One thing Two things Three things,

It turns it into:

One thing

Two things

Three things

Because it treats them as new paragraphs. And this isn't some simple setting you can change either. It looks like it's part of the style imposed on the page and there is no other style I see that handles this. So, you have to go figure out how to make style templates to fix it. And of course this kind of thing happens when you want to do something simple and don't have two hours to screw around.

I'm sure some of the new things they've added over the years are really useful for the customers that are power users, using it for editing, etc. But for the rest of us, the features, the menus have become so complex it's almost unrecognizable. They should offer a feature switch to enable basic mode, make it more like it was 20 years ago for basic usage like I'd bet

90% of us do.
Reply to
trader_4

Yes, I had a phone where, using the included text app, I could only type texts in portrait mode and for landscape, I can't remember but either the app would not rotate or the heading obscured what I was typing. Maybe I had a second app that gave the second problem.

Chromebook screen? But I was asking if one could run the apps from the play store on a windows laptop?

Reply to
micky
[snip]

Sometimes I make the mistake of saying 8KB, which at one time was a lot of RAM.

My current laptop has a lighted keyboard (Fn-SPACE to activate), and that has been a very useful feature.

I don't use Windows much, mostly to make sure my website works on M$ browsers. I have only one physical machine (desktop) with Windows. Otherwise it's just virtual machines.

Reply to
Mark Lloyd

A bunch cut.

Have you looked at Open Office? I had it on my Mac but the latest update made it unusable.

Reply to
Dean Hoffman

Yes you can run Android apps from the Play Store on a Windows laptop. Google for "Windows Android emulators". There are a bunch to choose from. I use BlueStacks. It's made for Android gaming but works fine for my regular Android app news stuff (like SmartNews). It has the same problem with landscape mode on some apps,but not all (SmartNews runs full screen just fine).
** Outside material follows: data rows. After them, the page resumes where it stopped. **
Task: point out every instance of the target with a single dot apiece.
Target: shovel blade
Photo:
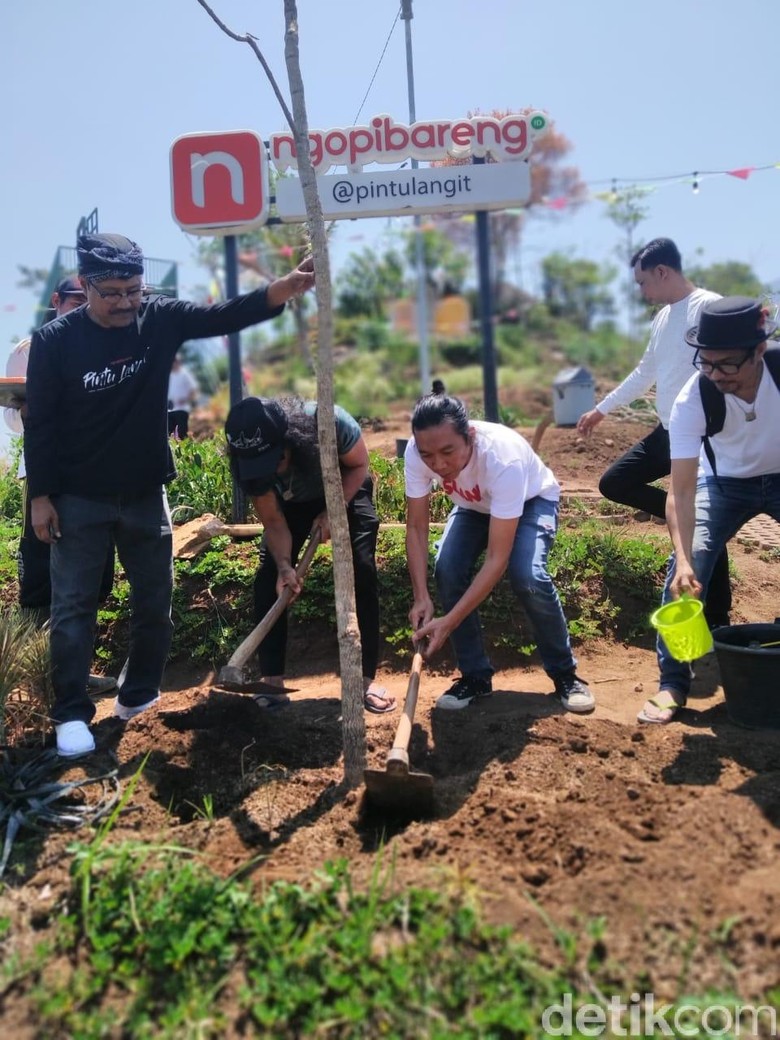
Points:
(403, 793)
(252, 686)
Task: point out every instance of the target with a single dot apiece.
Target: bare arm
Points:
(681, 520)
(418, 518)
(354, 466)
(278, 540)
(500, 540)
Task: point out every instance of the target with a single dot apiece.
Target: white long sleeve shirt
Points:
(667, 361)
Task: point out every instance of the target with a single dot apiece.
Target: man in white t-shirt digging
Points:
(505, 504)
(657, 270)
(725, 452)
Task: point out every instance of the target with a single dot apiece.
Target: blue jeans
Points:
(140, 528)
(629, 481)
(465, 538)
(722, 507)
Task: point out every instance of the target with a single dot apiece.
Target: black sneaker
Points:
(464, 691)
(574, 694)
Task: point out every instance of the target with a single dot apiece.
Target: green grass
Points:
(151, 943)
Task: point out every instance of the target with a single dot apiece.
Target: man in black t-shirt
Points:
(98, 458)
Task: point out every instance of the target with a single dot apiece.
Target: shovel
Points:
(394, 787)
(231, 676)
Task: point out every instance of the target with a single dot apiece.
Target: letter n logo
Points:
(218, 182)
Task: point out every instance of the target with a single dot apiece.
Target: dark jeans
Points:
(364, 527)
(140, 528)
(722, 507)
(465, 538)
(33, 560)
(178, 422)
(628, 482)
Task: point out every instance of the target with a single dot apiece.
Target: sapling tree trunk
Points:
(348, 634)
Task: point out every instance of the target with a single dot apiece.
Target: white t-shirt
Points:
(181, 386)
(502, 473)
(742, 448)
(668, 360)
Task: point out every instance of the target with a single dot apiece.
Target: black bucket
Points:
(750, 672)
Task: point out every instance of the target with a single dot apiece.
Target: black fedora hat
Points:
(730, 323)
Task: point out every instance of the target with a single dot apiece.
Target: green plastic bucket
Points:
(683, 628)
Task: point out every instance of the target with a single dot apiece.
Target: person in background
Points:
(98, 459)
(505, 505)
(275, 457)
(33, 556)
(657, 270)
(720, 479)
(182, 394)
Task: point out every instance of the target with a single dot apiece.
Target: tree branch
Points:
(252, 42)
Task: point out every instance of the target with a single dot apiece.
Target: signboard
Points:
(219, 182)
(441, 189)
(385, 140)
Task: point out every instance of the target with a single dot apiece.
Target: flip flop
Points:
(382, 695)
(666, 703)
(270, 703)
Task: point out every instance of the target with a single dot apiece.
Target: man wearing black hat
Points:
(98, 458)
(725, 460)
(275, 456)
(34, 583)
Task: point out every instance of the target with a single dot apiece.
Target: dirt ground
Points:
(671, 833)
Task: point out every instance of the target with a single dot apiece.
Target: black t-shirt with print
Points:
(97, 398)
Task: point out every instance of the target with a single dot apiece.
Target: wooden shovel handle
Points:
(258, 633)
(399, 750)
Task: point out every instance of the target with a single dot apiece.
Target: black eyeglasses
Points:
(725, 367)
(115, 294)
Also it takes considerably more computer power and guzzles RAM to run, so it doesn't work real well on the cheapie Windows laptops.

Reply to
AJL

The last time I shopped for a laptop just about all except the low end were capable of handling two or three drives. Usually two 2.5" drives, either spinners or SSD, or some with multiple m.2 slots.

Even laptops that only have a single HDD bay can usually take a second drive by replacing the obsolete optical drive. Adapters are inexpensive.

Reply to
Jim Joyce

Hit Shift and Enter and it single spaces.

Or, when starting a document look at the menu and the second choice is No Space. Start with that and you are good for that document.

Best. Select No Space. Then select Normal and from the dropdown you can modify it by right click and Modify to match selection. Then you are good forever.

Reply to
Ed Pawlowski

I forgot to mention there's also another way where Windows connects with your phone and runs the Android apps there but you're using your laptop screen instead of the phone. You would need your phone to be nearby. I've not tried it yet but perhaps someone else here has.

Reply to
AJL

No, I probably should. But I rarely need to use Word or Excel at all. And the times I do, I just want to get whatever I need done, so I don't feel like figuring something else that's new out. It's a kind of a bad cycle.